Admiral Elmo R. Zumwalt, Jr., of Arlington, Virginia, is a retired Admiral with the United States Navy and a former member of the Joint Chiefs of Staff. Born on November 29, 1920 in San Francisco, California, Admiral Zumwalt graduated from the United States Naval Academy and became both the youngest four-star admiral in history and the youngest person ever to serve as Chief of Naval Operations. He was Commander of United States Naval Forces in Vietnam from 1968 to 1970, where he served with his son, Naval Officer Elmo Zumwalt III. In 1988, Admiral Zumwalt's son died of cancer related to contact with Agent Orange in Vietnam. My Father, My Son was co-authored in 1986, by Admiral Zumwalt and his late son, and is an account of their Vietnam experiences and the tragedy that resulted. He retired from the Navy in 1974. Admiral Zumwalt now serves as a member of the President's Foreign Intelligence Advisory Board and is a Director of a number of corporations, including Dallas Semiconductor, Magellan Aerospace and NL Industries. He also serves as Chairman of the Marrow Foundation, the U.S. Navy Memorial Foundation, and the Ethics and Public Policy Center. He is a member of the Hudson Institute and Council of Foreign Relations.

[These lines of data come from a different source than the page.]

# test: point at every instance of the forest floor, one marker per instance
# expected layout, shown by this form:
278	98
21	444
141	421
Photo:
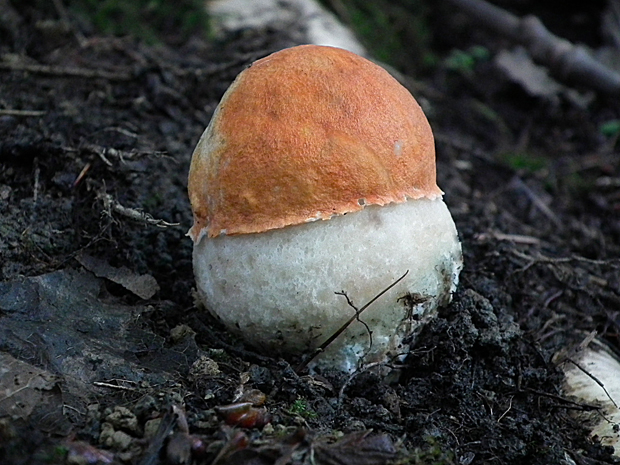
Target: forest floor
104	355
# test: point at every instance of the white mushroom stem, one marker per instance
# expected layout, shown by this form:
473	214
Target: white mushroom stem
593	378
278	288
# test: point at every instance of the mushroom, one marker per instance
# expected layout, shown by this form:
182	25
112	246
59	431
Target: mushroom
316	176
592	378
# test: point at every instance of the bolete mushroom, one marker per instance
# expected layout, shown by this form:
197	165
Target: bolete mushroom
307	134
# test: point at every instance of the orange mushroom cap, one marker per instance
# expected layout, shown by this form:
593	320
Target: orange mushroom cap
304	134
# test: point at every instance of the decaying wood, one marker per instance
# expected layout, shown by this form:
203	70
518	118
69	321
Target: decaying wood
567	61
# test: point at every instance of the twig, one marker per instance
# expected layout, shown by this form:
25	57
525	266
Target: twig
574	258
567	61
114	386
340	330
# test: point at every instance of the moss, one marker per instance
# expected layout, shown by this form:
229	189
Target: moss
149	20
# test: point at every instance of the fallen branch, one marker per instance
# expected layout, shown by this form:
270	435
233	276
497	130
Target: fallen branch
565	60
340	330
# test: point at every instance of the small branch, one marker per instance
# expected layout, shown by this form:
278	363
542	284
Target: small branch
66	71
567	61
340	330
110	204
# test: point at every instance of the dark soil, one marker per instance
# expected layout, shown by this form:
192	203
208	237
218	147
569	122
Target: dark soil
106	123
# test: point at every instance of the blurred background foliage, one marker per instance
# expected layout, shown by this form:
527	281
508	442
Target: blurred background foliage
149	20
397	32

President Clinton established the Special Oversight Board by Executive Order to provide recommendations based on its review of Department of Defense Investigations into possible detections of, and exposures to, chemical or biological weapons agents, and environmental and other factors that may have contributed to Gulf War illnesses. It will report to the President through the Secretary of Defense.